後始末
全ての目的を果たしたサボタージュ・スクワッドはこれで解散だ。これが元々定められた結末。
「さて、後始末に入ろうか」
ポラリスはサイラスに歩み寄る。
「見ろ、これはお前が招いた結果だ。為政者としてインフラは死活問題だ。気がはやるのも理解できる。しかし我慢が効かぬのでは上に立つ資格は無い」
「身に染みる説教ですな」
「何も急に物を進めるものではない。身に余る力は身を滅ぼすのだ。だから俺が身に合わせた物を与えよう」
ポラリスはギアデバイスを手で操作してホロモニターをサイファの前に映し出す。
「これは、新しいエネルギー供給機関!」
「マギウスクラスタよりもエネルギー効率が良く、安全性は比較にならん。モンスターの素材が山のように要るがそのくらいは冒険者の街なのだからいくらでも集められるだろう」
ついでに技術力もエルノド・ノヴォのレベルに合わせてある。いつかはこの技術もわが物として発展させることも可能だろう。

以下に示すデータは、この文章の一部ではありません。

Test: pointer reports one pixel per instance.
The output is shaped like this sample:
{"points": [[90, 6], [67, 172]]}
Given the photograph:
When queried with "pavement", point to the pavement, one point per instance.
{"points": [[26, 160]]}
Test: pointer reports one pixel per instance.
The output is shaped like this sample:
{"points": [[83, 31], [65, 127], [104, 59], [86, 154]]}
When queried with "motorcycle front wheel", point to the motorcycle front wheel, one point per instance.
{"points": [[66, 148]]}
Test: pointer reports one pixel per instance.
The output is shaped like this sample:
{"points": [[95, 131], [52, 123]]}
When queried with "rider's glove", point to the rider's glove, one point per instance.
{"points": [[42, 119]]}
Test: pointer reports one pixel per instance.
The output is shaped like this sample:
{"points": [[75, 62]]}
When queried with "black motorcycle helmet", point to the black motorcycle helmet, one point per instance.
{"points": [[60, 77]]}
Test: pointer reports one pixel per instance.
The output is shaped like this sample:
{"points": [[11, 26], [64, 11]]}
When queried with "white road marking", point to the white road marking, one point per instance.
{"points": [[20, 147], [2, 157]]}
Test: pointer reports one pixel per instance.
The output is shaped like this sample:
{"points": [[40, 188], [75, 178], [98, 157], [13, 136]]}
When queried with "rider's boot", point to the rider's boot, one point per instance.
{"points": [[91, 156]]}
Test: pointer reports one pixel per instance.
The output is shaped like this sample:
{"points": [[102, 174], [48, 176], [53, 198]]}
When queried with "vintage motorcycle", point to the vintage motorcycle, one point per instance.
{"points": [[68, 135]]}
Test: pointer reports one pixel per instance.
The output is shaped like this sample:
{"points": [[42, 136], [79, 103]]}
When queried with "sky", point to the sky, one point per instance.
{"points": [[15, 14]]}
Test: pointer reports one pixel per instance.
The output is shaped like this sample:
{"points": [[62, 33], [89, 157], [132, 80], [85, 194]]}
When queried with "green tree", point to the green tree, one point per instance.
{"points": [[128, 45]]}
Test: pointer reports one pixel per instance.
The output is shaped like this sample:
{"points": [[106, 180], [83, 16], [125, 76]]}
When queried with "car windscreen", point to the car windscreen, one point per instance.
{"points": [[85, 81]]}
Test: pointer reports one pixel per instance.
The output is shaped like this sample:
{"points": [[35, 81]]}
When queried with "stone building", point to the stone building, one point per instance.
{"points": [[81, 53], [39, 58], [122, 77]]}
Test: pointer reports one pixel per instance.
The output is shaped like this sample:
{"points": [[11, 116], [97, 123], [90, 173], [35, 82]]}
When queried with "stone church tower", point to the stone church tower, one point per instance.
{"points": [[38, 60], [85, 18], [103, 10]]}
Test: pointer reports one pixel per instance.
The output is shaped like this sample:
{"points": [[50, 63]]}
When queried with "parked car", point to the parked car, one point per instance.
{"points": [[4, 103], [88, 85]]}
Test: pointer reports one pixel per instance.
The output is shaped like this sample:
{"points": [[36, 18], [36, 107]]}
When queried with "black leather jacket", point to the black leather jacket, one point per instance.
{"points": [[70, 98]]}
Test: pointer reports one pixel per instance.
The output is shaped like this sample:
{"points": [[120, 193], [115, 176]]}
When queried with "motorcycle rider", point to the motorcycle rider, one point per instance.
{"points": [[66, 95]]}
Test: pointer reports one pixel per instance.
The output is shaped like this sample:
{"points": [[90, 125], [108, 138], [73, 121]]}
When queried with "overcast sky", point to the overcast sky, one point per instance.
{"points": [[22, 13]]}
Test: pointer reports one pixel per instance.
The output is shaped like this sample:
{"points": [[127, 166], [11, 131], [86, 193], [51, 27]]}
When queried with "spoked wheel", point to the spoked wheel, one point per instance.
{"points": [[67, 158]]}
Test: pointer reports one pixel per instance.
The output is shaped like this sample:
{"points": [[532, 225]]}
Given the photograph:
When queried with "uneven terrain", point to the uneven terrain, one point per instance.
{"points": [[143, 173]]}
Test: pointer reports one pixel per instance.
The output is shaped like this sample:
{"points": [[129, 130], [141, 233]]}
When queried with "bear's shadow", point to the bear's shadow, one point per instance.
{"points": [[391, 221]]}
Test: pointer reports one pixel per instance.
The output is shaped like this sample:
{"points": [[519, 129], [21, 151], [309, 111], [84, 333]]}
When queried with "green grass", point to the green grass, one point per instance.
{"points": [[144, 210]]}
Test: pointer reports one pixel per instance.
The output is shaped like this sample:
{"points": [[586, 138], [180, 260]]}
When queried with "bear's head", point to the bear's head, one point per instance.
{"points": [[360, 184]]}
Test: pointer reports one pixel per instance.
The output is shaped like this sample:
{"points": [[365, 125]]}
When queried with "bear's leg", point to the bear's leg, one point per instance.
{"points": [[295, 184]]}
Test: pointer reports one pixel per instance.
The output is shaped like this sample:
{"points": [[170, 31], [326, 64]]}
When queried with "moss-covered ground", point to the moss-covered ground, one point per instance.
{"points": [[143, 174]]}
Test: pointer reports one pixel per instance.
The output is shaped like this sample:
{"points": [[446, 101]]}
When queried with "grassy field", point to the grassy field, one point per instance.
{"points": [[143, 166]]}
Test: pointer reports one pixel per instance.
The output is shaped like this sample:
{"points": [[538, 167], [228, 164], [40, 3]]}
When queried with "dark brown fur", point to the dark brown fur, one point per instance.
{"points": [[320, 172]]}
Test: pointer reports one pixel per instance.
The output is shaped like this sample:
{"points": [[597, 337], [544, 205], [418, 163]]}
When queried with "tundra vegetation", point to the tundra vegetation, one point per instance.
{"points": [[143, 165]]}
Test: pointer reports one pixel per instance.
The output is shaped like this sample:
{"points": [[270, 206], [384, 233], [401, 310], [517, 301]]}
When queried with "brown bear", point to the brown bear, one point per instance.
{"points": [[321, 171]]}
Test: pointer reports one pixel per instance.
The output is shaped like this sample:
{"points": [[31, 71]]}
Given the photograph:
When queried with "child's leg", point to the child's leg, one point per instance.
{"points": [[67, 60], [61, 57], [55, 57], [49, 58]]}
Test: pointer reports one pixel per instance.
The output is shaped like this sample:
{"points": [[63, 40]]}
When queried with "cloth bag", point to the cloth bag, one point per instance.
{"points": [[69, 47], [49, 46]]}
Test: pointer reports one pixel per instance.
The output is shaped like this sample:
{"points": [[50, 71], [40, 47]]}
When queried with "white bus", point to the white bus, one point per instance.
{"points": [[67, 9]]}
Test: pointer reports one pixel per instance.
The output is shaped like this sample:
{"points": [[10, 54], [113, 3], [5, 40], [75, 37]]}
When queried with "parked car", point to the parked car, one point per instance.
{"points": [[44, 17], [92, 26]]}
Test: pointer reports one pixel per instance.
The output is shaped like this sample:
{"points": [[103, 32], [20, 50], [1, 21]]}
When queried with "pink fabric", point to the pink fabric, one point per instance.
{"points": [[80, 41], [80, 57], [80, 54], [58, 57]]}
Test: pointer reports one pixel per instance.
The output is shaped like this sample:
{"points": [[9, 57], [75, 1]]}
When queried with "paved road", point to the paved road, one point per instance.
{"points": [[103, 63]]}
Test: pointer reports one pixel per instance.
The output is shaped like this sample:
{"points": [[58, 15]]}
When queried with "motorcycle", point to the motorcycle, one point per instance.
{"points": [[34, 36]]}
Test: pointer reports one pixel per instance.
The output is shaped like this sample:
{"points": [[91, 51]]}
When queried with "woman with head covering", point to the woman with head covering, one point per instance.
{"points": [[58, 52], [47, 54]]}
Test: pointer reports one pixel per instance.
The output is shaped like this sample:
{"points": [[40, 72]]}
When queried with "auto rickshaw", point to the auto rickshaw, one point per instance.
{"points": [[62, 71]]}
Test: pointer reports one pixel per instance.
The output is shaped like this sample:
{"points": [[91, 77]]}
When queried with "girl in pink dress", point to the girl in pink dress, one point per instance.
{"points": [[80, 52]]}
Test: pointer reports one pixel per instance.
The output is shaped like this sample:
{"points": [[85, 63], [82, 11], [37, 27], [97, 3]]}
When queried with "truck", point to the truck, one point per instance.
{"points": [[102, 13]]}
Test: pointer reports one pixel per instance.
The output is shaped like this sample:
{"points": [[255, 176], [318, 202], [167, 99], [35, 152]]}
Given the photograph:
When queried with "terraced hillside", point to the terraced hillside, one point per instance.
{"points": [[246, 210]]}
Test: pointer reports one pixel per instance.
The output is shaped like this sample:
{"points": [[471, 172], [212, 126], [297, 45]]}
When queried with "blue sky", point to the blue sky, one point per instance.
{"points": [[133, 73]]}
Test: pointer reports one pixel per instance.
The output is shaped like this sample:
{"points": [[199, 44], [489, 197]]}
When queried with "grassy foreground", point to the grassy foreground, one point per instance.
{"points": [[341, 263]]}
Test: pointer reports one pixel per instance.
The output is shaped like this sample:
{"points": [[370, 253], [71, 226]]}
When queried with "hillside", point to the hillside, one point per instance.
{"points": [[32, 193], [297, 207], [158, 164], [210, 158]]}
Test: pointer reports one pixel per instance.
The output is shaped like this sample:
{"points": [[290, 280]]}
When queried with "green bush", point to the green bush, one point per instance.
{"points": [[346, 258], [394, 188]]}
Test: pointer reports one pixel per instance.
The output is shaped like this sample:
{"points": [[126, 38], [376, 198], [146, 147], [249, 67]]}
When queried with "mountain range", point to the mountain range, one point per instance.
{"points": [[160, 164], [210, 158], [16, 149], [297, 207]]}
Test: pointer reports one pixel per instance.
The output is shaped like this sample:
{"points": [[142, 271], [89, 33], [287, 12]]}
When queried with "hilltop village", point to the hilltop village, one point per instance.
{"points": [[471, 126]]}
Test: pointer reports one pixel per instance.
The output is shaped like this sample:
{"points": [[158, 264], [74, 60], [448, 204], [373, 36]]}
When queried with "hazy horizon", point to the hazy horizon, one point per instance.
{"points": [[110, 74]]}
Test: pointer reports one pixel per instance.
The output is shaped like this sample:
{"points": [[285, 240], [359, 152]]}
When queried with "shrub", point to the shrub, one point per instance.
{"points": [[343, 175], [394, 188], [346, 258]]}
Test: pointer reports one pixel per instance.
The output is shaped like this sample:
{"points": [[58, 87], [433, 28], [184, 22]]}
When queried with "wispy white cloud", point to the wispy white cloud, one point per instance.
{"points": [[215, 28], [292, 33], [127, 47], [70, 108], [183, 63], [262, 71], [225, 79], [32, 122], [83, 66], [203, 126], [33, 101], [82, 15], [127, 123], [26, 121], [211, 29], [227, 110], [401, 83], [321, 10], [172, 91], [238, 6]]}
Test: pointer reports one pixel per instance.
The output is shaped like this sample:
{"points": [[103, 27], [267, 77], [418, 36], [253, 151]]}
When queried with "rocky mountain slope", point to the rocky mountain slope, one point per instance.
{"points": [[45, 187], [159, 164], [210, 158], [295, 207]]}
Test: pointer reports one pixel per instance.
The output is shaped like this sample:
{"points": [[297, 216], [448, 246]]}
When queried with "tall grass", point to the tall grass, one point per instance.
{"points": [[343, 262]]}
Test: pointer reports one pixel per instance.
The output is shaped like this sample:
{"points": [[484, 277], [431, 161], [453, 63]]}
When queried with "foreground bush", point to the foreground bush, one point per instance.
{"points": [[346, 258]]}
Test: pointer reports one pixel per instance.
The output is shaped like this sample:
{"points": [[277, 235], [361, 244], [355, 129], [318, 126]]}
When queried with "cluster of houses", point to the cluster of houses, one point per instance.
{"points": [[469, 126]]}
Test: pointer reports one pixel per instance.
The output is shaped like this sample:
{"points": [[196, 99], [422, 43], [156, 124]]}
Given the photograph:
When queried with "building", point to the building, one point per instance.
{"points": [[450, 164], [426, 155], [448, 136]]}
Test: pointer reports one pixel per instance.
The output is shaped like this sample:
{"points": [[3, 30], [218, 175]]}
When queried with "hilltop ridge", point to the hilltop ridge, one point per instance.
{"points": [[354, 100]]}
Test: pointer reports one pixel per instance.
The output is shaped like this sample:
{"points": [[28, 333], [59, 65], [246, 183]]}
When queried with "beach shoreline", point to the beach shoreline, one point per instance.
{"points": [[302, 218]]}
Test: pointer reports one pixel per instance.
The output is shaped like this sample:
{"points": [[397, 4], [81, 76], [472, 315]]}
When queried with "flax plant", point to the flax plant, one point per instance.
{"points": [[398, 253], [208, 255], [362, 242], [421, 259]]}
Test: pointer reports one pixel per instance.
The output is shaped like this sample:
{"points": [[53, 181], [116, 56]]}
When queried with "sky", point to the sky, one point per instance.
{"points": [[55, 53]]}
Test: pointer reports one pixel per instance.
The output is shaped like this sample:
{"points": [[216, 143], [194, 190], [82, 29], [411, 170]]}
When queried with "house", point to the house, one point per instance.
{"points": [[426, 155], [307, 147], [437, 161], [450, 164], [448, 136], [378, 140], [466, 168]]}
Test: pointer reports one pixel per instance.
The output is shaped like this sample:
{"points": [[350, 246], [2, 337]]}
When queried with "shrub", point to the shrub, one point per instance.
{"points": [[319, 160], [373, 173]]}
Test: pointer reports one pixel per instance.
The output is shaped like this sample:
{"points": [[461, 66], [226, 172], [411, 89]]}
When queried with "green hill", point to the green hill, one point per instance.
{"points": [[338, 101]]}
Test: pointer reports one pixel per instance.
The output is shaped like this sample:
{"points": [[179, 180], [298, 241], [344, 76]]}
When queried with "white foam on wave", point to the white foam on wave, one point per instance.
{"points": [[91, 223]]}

「今ここに集った協力者たちは紛れもなくお前の協力者、お前に手を貸した責任を果たしに来た者たちだ。必ず復興できる。俺が保障しよう。それに、復興の支援もセントラル行政府から正式に出そう」
「感謝する…!」
サイラスも思いつめていたのだろう、涙が零れ、男泣きする。
ポラリスはそれを見ることもなく翻り、続いてアルトとヘレナのもとの歩み寄る。
「アルト、すまなかったな。真実を、君に伝える機会はいくらでもあった。しかし俺の判断で、黙っていた。真実を話せば君の立場は危うくなっていた。かなりの確率で再会は叶わないと考えていたからだ。だから気持ちの整理がつかないなら、気が晴れないなら俺を殴ってくれてもいい」
ポラリスはこれまでの高貴さ、上の立場を捨て去り頭を差し出すように垂れる。
「頭をあげてください。ヘレナを守ってくれて、ありがとうございます。ありがとうございます」
ポラリスはアルトの頭を撫でる。ヘレナもあやすようにアルトを抱きしめる腕に力を入れる。
ポラリスの目は今日の雲一つない青空のように、静謐で、涼しげで、そして全てを包み込むような、蒼穹のあたたかさを持っていた。
そして全てを終えて防警局の部隊がたどり着いたときにはポラリスとスピカは人知れず姿を消していた。
ゴジョウは首相官邸に栄転し、外交関係の情報を見れるようになった。
そこで見た映像に、一人の少年が世界を相手に演説する映像があった。青い髪、青い目、上下一体の制服姿。
とても強く、とても気高く、そしてとてもやさしい。
あの日の青空を思い起こさせる青。